Governor’s consolidation plan ripped by drug & alcohol advocates

HARRISBURG, Pa. (WHTM) – A huge crowd filled the Capitol’s East Wing Rotunda. Several carried signs “Heroin Kills”. Others wore buttons “Keep DDAP”.

“You’re part of democracy in action. That’s what you are, democracy in action,” rally organizer Deb Beck told the crowd. She represents drug and alcohol service providers in Pennsylvania.

The assembled throng was one face of democracy.

A father with a photo of his son was another.

“Sage Anthony Capozzi,” the man said with a shaky voice while holding high the framed picture of a smiling high school graduate. “Twenty years old. I buried him March 5, 2012.”

Many in the crowd have personally battled addiction or know someone battling addiction. They came to the Capitol to battle a consolidation plan that would eliminate the stand-alone Department of Drug and Alcohol Programs and roll it into a much-larger Department of Health and Human Services.

State Rep. Eugene DiGirolamo (R-Bucks) fought to create DDAP in 2010 to enhance services for addiction and recovery services. He doesn’t want to see its demise.

“What’s our message to the administration?” DiGirolamo shouted to the crowd and then he answered even louder. “Hell no, we won’t go. Hell no, we won’t go. Hell no, we won’t go.”

Gary Tennis was DDAP’s first secretary. He held the post for five years but was fired in late 2016 for refusing to accept Governor Tom Wolf’s consolidation plan. Tennis says DDAP’s too important to diminish. He gave several examples of its power including the push to put Narcan in the hands of police officers across the commonwealth. He says that’s saved the lives of 3,000 Pennsylvanians and counting.

“If you don’t have this department, those people are dead,” Tennis said forcefully. “This is a life and death matter.”

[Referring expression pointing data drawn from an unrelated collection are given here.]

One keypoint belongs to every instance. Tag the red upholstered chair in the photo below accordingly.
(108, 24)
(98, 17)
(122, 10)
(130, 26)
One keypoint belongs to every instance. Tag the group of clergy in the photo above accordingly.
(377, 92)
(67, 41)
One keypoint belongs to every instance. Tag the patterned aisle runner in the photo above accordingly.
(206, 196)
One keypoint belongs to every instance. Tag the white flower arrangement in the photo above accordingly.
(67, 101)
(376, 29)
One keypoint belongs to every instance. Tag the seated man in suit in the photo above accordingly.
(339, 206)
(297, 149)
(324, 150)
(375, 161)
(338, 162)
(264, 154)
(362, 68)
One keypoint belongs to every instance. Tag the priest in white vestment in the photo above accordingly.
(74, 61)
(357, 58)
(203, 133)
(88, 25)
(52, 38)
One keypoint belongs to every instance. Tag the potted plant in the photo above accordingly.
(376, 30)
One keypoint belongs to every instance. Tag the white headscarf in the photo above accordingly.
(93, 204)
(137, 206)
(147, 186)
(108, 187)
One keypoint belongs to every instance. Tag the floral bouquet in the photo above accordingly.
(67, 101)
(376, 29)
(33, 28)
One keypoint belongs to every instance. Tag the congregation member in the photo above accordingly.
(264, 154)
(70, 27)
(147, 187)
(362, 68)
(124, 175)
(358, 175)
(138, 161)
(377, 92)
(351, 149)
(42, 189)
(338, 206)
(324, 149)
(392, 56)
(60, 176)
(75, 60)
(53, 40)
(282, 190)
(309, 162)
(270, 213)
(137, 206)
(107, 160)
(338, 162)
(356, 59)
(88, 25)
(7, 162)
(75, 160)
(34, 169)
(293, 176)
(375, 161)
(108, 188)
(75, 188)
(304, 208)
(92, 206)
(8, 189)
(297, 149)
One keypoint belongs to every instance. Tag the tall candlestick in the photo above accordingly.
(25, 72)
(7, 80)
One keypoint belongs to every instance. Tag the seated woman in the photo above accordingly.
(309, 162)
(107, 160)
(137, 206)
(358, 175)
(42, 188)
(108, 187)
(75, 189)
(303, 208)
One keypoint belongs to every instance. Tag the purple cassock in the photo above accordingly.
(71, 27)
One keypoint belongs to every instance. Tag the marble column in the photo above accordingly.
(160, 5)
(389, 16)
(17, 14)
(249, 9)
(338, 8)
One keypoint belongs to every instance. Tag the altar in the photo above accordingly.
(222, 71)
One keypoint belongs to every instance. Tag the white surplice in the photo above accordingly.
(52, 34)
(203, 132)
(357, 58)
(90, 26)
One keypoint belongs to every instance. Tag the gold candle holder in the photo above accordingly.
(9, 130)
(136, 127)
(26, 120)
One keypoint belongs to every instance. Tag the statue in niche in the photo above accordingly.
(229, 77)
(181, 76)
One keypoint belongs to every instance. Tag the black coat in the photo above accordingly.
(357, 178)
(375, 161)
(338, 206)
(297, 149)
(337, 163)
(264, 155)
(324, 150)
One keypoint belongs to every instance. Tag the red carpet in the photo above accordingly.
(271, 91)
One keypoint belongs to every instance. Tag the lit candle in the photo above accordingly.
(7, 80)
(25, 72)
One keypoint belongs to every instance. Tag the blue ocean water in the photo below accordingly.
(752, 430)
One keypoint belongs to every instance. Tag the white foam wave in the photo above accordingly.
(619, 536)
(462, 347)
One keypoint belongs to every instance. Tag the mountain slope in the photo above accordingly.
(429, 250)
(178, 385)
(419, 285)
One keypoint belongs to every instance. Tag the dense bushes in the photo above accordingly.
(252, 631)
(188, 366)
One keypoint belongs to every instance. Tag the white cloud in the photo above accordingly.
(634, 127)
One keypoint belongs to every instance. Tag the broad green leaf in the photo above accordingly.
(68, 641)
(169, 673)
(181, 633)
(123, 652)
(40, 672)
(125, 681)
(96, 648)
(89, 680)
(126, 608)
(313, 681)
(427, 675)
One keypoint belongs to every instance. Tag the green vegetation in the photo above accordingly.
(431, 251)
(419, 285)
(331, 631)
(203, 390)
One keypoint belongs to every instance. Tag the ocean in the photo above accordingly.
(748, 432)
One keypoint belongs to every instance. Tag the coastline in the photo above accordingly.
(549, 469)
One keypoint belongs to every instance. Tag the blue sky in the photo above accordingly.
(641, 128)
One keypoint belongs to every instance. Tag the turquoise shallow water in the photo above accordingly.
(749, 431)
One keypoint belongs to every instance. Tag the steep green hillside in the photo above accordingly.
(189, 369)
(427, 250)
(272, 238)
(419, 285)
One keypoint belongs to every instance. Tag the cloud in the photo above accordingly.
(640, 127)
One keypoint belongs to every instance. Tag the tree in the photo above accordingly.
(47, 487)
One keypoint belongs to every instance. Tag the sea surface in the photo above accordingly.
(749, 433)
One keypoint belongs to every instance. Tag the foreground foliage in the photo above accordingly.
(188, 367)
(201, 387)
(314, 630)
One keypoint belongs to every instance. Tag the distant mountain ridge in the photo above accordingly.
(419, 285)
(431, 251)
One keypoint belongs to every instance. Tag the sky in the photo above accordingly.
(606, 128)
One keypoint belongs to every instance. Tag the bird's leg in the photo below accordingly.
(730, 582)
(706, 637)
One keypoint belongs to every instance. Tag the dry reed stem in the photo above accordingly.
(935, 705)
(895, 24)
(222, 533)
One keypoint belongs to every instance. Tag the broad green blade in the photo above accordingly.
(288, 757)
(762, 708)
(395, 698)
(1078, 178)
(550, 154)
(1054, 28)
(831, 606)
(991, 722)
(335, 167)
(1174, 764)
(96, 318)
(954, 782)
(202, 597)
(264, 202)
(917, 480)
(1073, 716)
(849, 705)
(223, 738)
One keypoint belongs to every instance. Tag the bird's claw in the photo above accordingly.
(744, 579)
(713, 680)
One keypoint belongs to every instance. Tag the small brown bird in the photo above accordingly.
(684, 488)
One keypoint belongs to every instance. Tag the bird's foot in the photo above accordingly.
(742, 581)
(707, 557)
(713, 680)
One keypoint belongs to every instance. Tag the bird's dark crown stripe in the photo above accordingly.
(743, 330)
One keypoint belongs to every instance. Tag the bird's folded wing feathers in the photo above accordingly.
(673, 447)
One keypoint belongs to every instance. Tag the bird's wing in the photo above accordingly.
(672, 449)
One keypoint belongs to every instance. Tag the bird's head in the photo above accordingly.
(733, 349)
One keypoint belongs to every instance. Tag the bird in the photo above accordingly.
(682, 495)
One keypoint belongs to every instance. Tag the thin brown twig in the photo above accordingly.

Wolf has been a champion for Narcan and addiction services. He insists recovery programs and addiction counseling will not be harmed under his consolidation plan. The secretaries of the affected agencies all agreed at a recent public hearing in the Senate.

“We can serve the consumer better. We can make it easier for providers to concentrate on providing those services. And we can save money,” Human Services Secretary Ted Dallas said.

Pennsylvania is facing a $3 billion budget deficit. The Republican-dominated legislature has no stomach for tax increases, so consolidation is one of the few financial paths forward for the governor. It makes sense and saves cents. But many at the rally don’t care.

“What’s more important, money or life?” asked Lisa Hoffman, a drug counselor from Somerset County who made the trek to Harrisburg. “Ultimately, you cannot put a price on that.”

In a democracy, not everyone gets their way, but on Wednesday in the Rotunda, everyone got their say.

“This doesn’t stop today,” Rep. Aaron Kaufer (R-Luzerne) said. “It starts today, and they don’t know who they’re messing with.”

The governor cannot unilaterally force the consolidation. It requires legislative approval and will, no doubt, be lumped into the upcoming budget fight.